The world is still lovely in simple ways. I've had something to read, someone to eat, and then a bit of exercise getting out of that place. The little cuts from the broken glass are almost healed, and I've stolen enough of the special juice they've been feeding me to last a long, long time. An antipsychotic, I think they called it.  
  
I miss the fairies and the spirits. I miss Spike, and Angelus, and Darla. I even miss the old Drusilla, that daffy girl.  
  
But there's no one left to take care of me except me, even if I'm not the same anymore.  
  
It's good to have my mind back.

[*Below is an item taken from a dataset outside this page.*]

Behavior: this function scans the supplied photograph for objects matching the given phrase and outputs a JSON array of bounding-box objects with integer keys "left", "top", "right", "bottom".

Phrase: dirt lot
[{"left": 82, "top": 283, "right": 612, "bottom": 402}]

I've missed it.  
  
----  
  
Song: Imaginary Friend by Chantal Kreviazuk  
  
Lyrics:  
  
It scares me to speak my mind  
  
It might sound self-absorbed  
  
I don't say half of what I think  
  
I wonder what I'm thinkin' for  
  
I'm smellin' dead flowers  
  
And listenin' to the walls again  
  
I'm drinkin' from a leaky faucet  
  
And writin' with this dried up pen  
  
Wish I still had my imaginary friend  
  
And who needs to listen, well ...  
  
What do I have to sell  
  
Everyone's just waitin' for their own turn  
  
Kinda like show and tell  
  
I'm smellin' dead flowers  
  
And listenin' to the walls again  
  
I'm drinkin' from a leaky faucet  
  
And writin' with this dried up pen  
  
Wish I still had my imaginary friend  
  
Wish I still had my imaginary friend  
  
Someone to listen, someone to laugh  
  
Someone to cry at the right time  
  
I'm smellin' dead flowers  
  
And listenin' to the walls again  
  
I'm drinkin' from a leaky faucet  
  
And writin' with this dried up pen  
  
You know that I'm smellin' dead flowers  
  
And listenin' to the walls  
  
Drinkin' from a leaky faucet  
  
And writin' with this dried up pen  
  
Wish I still had my imaginary friend  
  
Wish I still had my imaginary friend  
  
And I would call him up  
  
But I don't remember his name 


End file.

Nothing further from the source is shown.